Duas imagens exibidas nas edições do Paraná TV de sábado me chamaram a atenção. Numa delas, uma mulher entra desesperada porta adentro daquela loja que sempre faz a tal da megaliqüidação de início do ano. Ela encontra a tão sonhada geladeira. Abraça-a e grita de alegria. Não se contém e beija o elefante branco. Noutro momento, cidade distante, uma senhora com rugas no rosto, outra filial da loja que realiza desejos a preços módicos, chora depois de conseguir comprar uma máquina de costura. “Era o sonho da minha vida”, disse ao repórter.
Admito que entristeci ao ver tanta miséria. Delas, a minha, quem sabe a sua. Como pode o projeto de felicidade de alguém se resumir a uma geladeira ou uma máquina de costura? Os sonhos não devem incluir limusines, transatlânticos, palácios, mansões, príncipes encantados, viagens, boas comidas, champanhe da melhor safra?

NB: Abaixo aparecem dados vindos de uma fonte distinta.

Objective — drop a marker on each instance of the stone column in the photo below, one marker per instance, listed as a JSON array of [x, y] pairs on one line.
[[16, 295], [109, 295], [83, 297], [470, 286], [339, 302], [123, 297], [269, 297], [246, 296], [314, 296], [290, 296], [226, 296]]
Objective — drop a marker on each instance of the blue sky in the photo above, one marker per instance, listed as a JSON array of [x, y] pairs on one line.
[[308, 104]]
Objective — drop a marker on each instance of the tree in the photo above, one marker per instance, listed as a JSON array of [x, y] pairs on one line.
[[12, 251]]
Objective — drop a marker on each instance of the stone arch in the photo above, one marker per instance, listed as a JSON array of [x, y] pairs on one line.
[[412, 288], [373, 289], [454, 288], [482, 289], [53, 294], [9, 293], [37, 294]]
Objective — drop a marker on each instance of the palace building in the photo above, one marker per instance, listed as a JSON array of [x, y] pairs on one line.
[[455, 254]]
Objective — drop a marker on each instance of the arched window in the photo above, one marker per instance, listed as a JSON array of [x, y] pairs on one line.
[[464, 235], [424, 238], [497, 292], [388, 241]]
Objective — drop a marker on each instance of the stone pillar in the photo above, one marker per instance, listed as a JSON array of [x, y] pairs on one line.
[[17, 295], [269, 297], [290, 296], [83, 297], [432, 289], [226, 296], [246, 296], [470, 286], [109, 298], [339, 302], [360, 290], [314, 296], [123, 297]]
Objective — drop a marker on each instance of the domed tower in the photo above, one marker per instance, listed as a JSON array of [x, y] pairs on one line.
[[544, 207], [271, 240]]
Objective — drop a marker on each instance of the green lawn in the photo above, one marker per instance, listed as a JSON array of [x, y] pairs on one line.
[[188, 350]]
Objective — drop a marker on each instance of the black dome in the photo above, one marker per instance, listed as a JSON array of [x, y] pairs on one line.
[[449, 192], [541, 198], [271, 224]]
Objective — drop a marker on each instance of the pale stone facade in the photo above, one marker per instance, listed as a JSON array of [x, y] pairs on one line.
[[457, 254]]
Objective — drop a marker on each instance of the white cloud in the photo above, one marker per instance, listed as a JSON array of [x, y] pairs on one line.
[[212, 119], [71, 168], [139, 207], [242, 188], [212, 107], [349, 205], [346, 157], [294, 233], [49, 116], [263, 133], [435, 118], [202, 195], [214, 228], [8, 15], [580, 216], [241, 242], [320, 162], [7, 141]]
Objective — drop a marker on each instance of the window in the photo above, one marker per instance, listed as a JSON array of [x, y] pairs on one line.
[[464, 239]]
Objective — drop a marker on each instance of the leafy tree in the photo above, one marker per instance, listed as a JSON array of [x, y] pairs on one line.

Numa conversa com o Beto neste fim de ano, ele me relatava uma série de reportagens produzida pela TV Educativa. Numa delas, um homem dizia que esperava das pessoas que elas apenas lhe dessem bom dia. Era a maneira de ser reconhecido como pessoa. Não precisava dinheiro, roupa, emprego, ajuda alguma. Apenas bom dia.
Toca o telefone, uma amiga diz que está com o coração apertado. No bar, uma sempre sorridente amiga está com um sorriso disfarçado. No fundo, uma angústia tremenda invade-lhe o peito. Ele entra na redação. Não fala nada, apenas acena. Os olhos estão entristecidos. Talvez a alma também.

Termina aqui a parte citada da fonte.